Biofuel statistics: Year 6 (2013 to 2014), report 3
Report for Year 6, 15 April 2013 to 14 April 2014.
Documents
Details
This publication presents statistics on the Renewable Transport Fuel Obligation (RTFO) for the obligation year 15 April 2013 to 14 April 2014 (Year 6) based on data currently available. This is report three of six and therefore contains an incomplete dataset for Year 6.
It includes information on:
- the amount of UK road transport fuel from renewable and fossil fuel;
- the number of Renewable Transport Fuel Certificates (RTFCs) which have been issued to fuel meeting the sustainability requirements;
- the balance of RTFCs by obligation period;
- trades of RTFCs between suppliers and/or traders;
- carbon and sustainability (C&S) characteristics of the renewable fuel to which RTFCs have been issued;
- voluntary scheme data of renewable transport fuel;
- supplier specific C&S data;
- supplier performance against the obligation; and
- fuel supply by volume and energy.
Main results
The headline figures are:
- 1,310 million litres of renewable fuel have been supplied, which is 3.45% of total road and non-road mobile machinery fuel. 953 million litres (73%) of this renewable fuel has so far been demonstrated to meet the sustainability requirements .
- 1,412 million RTFCs have been issued to fuel meeting the sustainability requirements, of which 917 million were issued to double counting feedstocks.
- of the 953 million litres so far meeting the sustainability requirements, bioethanol comprised 51% of supply, biodiesel (FAME) 45% and biomethanol and methyl tertiary butyl ether (MTBE) 4%. There were also small volumes of biogas and pure vegetable oil.
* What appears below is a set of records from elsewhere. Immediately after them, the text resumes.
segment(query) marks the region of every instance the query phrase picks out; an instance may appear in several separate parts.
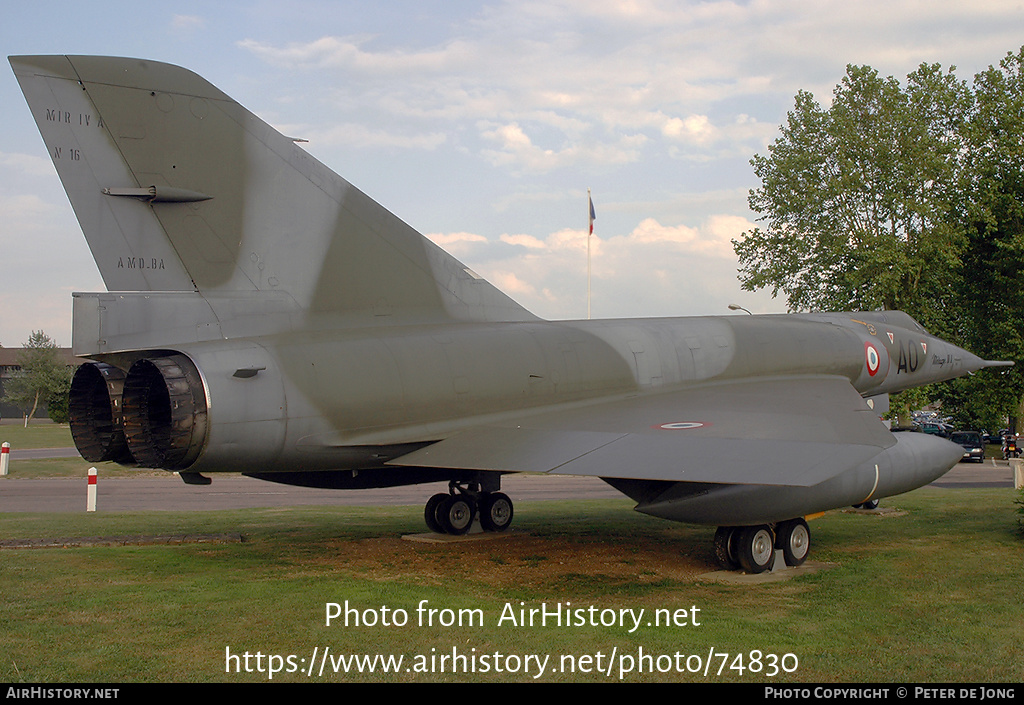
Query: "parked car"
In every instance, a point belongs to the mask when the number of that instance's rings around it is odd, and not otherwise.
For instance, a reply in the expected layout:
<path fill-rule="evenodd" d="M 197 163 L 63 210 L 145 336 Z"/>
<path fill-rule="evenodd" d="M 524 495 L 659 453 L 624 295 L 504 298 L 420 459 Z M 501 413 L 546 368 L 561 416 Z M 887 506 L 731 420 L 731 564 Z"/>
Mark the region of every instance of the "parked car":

Carbon and sustainability (C&S) characteristics of the biofuels to which RTFCs have been issued are:
- the most widely reported source for biodiesel (by feedstock and country of origin) was used cooking oil from the UK (108 million litres, 11% of total fuel, 25% of biodiesel).
- the most widely reported source for bioethanol (by feedstock and country of origin) was corn from the Ukraine (72 million litres, 8% of total fuel, 15% of bioethanol).
- 48% of fuel was made from a waste/non-agricultural residue (double counting) feedstock.
- 23% of the fuel was sourced from UK feedstocks.
- an aggregate greenhouse gas saving of 70% compared to fossil fuels was achieved. This figure excludes emissions from indirect land-use change.
- 99% of the fuel was sourced from a voluntary scheme.
- the most commonly used voluntary scheme was ISCC (88% of fuel) followed by Abengoa RED Bioenergy Sustainability Assurance (9%).